Immunologic Monitoring. Immunologic assays were done for the nine patients who completed the study. The frequency of peripheral blood NKT cells in all patients was measured by fluorescence-activated cell sorting analysis. As shown in Fig. 3B, one patient (case 010) in the level 3 group showed dramatic increase in the circulating NKT cell number after the first and second {alpha}GalCer-pulsed DC administration. The absolute numbers of V{alpha}24 NKT cells decreased transiently to a nadir around 1 to 2 days after the {alpha}GalCer-pulsed DC injection, and subsequently increased >20-fold 3 days after second {alpha}GalCer-pulsed DC injection. The increased levels were sustained for at least 1 week. This sharp fluctuation, however, could not be detected after the third and fourth {alpha}GalCer-pulsed DC injection. The frequency of NKT cells of this patient (case 010) before entering the study was ~0.03% of all PBMCs. The number of peripheral blood NKT cells from the other two patients in the level 3 group (cases 009 and 011) increased only after the first {alpha}GalCer-pulsed DC administration (Fig. 3A and C). In the remaining six cases in the level 1 and level 2 groups, no clear relationship was found between the number of circulating NKT cells and {alpha}GalCer-pulsed DC administration.

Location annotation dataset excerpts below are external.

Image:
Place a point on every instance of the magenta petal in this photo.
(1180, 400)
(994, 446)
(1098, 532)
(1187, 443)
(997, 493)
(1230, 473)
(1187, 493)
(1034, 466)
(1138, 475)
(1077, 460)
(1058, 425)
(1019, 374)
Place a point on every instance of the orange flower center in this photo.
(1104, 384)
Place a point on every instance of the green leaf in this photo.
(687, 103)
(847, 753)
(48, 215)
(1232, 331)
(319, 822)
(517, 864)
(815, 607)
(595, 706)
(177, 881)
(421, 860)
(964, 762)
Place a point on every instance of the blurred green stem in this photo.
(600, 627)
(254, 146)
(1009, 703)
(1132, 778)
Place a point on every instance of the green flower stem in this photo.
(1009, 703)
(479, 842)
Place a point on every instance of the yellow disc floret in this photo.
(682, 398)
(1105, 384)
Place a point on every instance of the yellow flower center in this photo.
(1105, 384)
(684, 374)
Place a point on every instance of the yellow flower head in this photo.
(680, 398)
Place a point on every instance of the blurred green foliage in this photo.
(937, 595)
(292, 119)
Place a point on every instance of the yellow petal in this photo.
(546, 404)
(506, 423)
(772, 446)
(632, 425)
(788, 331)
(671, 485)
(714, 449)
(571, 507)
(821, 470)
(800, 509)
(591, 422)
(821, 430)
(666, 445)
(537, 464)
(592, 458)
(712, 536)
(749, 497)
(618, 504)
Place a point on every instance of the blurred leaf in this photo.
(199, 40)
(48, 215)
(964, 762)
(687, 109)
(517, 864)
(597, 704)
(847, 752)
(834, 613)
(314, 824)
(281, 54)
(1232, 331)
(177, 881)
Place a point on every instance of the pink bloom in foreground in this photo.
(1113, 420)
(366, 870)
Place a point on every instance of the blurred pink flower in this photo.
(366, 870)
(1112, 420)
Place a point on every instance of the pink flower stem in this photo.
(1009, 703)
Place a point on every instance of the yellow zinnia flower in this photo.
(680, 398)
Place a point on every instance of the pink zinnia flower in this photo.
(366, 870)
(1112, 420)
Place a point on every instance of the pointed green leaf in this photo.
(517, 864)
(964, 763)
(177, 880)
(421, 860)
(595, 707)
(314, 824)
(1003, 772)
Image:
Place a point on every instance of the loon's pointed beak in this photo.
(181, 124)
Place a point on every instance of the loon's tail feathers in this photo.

In addition, we monitored IFN-{gamma} production from V{alpha}24 NKT cells in PBMCs. IFN-{gamma} production in V{alpha}24 NKT cells increased following the administration of {alpha}GalCer-pulsed DCs in the one case in which the number of circulating NKT cells changed strikingly (Fig. 4, case 010). After the third and fourth administration of {alpha}GalCer-pulsed DCs, no obvious elevation in the level of IFN-{gamma} production was detected.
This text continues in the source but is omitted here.